A Critical Reconsideration of the Adoption of “German Medicine” in Early Meiji Japan: Sagara Chian’s Conception of Medical Authority and His Project for the Professionalization of Physicians
10.13081/kjmh.2026.35.217
- Author:
Kyu Won LEE
1
Author Information
1. Assistant Professor, Department of History of Medicine and Medical Humanities, Kangwon National University College of Medicine
- Publication Type:Article
- From:Korean Journal of Medical History
2026;35(1):217-251
- CountryRepublic of Korea
- Language:Korean
-
Abstract:
This article critically reconsiders existing explanations for the adoption of “German medicine” in early Meiji Japan and reconstructs the institutional and political context of that decision by focusing on Sagara Chian’s conception of medical authority (iken) and his project of medical professionalization. Previous studies have explained the shift largely in terms of the academic superiority of German medicine, the German provenance of Dutch-learning medical texts, the advice of foreign advisers such as Verbeck and Bauduin, political or ideological affinity between Japan and Prussia, or factional conflict surrounding William Willis. Yet these explanations do not sufficiently clarify why the final outcome took the form of a German-style institutional model combining university-based medical education, state examinations and licensure, a hierarchical professorial order, and state regulation of medical practice.
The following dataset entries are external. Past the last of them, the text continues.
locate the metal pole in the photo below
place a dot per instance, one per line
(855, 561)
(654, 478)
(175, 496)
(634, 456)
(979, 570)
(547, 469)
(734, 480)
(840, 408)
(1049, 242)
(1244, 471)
This article first shows that, in the aftermath of the Boshin War, the British model represented by William Willis enjoyed strong political legitimacy within the new Meiji government. It then traces the appointments of Sagara Chian and Iwasa Jun, the proposal and collapse of the dual-employment proposal, and the subsequent politics of separation and compromise, arguing that the crucial issue was not a simple confrontation between pro-British and pro-German camps but a contest over who would control medical education, institutional design, and the authority to certify physicians. It further demonstrates that Sagara understood “Germany” not as a repository of superior medical techniques but as an institutional model linking the university, state licensure, hierarchical academic authority, military medicine, and hygienic administration. In this light, the adoption of “German medicine” in early Meiji Japan is best understood less as passive reception of a purportedly superior foreign medicine than as an institutional choice through which the modern Japanese state sought to reorganize physicians into a state-managed and state-certified profession. This reinterpretation sheds light not only on the formation of the Meiji state and its professional order but also on the broader genealogy of modern medical education in East Asia, including colonial Korea.